Ein derartiger Blickwinkel ist im deutschsprachigen Raum in Bezug auf jugendliche Gleichaltrigengruppen bislang nur in Ansätzen vertreten. Zwar gibt es einerseits eine breite Diskussion um Ethnografie (die beschreibende Völkerkunde) und qualitativ angelegte lebensweltliche Methodologien (vergleiche schon früh Neumann-Braun/Deppermann 1998), und andererseits wieder zunehmend mehr Forschung zu Gleichaltrigengruppen (zuletzt zum Beispiel Krüger/Deinert/Zschach 2012); doch ethnografische Studien, die sich bemühen, die kleinen Lebenswelten der Szenen, Cliquen und Teams aus der Binnenperspektive ihrer Mitglieder zu beschreiben, sind vergleichsweise rar. Eine wichtige Ausnahme hierzu stellen das Internetportal zur Szeneforschung (www.jugendszenen.com) und die im Kontext des Dortmunder Forschungsansatzes hervorgegangenen Publikationen dar (als Überblick Hitzler/Bucher/Niederbacher 2005; Hitzler/Niederbacher 2010). Zwar können nicht alle dort aufgeführten Szenen zugleich auch als jugendliche Gleichaltrigengruppe verstanden werden, weil ihnen erkennbar Altersgruppen jenseits des Jugendalters angehören. Dennoch lohnt auch schon ein kurzer Blick auf die Szene-Steckbriefe, macht er doch die Vielfalt der Formen, Inhalte und Weltbezüge deutlich.

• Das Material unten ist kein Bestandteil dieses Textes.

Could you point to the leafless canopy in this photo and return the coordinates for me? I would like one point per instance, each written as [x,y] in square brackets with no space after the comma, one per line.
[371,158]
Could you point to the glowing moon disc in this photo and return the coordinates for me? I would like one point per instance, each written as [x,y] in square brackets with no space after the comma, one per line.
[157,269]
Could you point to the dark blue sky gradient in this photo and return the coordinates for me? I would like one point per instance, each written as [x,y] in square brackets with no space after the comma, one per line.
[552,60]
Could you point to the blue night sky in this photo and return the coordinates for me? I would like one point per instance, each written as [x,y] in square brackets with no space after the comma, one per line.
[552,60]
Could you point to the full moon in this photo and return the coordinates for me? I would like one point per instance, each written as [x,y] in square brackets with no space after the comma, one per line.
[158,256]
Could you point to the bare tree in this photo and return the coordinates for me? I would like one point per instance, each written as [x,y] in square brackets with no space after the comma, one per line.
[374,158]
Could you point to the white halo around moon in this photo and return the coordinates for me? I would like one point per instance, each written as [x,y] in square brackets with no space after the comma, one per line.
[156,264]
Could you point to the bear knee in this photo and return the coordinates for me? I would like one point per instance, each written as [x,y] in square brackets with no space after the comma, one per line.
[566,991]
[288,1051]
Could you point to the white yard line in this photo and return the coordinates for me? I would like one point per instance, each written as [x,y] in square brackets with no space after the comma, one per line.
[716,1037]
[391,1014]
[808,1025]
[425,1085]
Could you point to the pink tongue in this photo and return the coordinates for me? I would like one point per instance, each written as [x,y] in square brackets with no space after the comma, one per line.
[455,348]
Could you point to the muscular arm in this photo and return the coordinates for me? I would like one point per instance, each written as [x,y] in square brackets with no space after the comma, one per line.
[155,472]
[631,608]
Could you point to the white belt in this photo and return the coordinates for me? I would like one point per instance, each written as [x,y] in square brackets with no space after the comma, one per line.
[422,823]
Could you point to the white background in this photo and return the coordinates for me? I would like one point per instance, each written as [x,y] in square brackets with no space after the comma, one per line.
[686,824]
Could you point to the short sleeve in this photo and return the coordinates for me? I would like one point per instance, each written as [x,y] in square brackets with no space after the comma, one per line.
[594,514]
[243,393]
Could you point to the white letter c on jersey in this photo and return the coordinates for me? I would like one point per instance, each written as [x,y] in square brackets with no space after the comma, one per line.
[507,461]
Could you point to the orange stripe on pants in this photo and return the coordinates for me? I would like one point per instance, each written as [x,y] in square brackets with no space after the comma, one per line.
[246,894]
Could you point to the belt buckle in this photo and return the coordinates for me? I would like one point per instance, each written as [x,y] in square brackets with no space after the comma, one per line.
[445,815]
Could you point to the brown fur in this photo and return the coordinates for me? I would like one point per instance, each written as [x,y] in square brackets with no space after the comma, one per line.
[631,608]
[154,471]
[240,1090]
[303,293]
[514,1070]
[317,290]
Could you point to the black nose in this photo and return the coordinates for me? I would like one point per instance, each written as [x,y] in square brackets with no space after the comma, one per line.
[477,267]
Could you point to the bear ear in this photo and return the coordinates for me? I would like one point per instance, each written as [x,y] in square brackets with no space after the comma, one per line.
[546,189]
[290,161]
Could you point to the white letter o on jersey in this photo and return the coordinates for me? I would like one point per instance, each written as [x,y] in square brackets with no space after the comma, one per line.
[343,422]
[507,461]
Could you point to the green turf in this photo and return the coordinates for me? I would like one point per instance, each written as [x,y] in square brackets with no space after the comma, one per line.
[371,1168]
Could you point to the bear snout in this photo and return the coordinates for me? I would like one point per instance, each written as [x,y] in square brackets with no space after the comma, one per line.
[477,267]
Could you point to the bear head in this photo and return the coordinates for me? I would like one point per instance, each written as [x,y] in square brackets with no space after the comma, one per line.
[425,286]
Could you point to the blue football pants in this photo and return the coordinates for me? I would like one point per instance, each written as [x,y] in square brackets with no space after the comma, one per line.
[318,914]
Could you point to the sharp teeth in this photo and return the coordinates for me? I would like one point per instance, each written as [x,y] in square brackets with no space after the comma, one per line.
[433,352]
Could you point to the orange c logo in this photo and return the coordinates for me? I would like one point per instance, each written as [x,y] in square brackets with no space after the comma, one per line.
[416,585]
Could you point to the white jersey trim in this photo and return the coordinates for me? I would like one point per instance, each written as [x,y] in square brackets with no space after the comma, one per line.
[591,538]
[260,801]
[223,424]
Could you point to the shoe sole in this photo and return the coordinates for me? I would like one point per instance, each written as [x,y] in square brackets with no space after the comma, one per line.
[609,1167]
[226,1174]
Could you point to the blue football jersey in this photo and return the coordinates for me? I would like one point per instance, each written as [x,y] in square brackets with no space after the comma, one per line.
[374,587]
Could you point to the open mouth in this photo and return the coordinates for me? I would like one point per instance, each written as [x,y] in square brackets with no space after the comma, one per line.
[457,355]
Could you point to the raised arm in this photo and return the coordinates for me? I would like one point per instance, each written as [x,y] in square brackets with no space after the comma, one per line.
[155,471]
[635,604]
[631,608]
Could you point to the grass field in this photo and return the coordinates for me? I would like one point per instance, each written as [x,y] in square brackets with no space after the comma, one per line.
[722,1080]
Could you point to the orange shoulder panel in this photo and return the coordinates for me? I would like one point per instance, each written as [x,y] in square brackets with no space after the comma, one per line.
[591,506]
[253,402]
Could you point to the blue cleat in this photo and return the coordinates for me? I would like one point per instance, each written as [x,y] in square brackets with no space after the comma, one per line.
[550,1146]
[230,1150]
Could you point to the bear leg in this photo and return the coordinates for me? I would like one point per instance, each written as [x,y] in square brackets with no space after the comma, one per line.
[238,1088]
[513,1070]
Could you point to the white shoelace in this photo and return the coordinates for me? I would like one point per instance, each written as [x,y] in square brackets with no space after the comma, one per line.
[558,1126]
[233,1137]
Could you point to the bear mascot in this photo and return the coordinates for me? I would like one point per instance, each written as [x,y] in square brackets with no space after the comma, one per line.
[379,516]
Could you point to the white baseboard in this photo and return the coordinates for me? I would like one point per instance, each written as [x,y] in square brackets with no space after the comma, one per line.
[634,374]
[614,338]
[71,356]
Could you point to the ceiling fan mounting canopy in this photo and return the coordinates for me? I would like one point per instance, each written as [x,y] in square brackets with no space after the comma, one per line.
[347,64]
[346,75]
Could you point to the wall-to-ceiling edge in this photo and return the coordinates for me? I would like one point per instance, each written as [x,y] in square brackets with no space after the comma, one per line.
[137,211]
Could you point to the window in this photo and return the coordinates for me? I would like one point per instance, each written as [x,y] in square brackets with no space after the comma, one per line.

Das Einlassen auf die kleinen Lebenswelten führt unweigerlich dazu, dass die Gewissheiten und Sortierungen der Erwachsenen schrittweise diffus werden, weil aus der Sicht der Jugendlichen andere Aspekte an Bedeutung gewinnen - was nicht immer ohne Irritationen geschieht. Aus gefährlichen extremistischen Gruppierungen junger Menschen, für die sich gegebenenfalls der Verfassungsschutz interessiert, werden für Jugendliche attraktive Zusammenschlüsse, weil dort unter anderem ausgelebt werden kann, was ihnen anderenorts unter dem Vorzeichen von Korrektheit, Funktionalität und Pragmatismus verweigert wird - wie zum Beispiel das Ausleben körperbetonter Männlichkeit, authentische Sinnsuche, Erweckungserfahrungen, kulturelle Homogenität, Abkehr von den als Terror erlebten Konsumzwängen dieser Gesellschaft, gelebte Radikalität.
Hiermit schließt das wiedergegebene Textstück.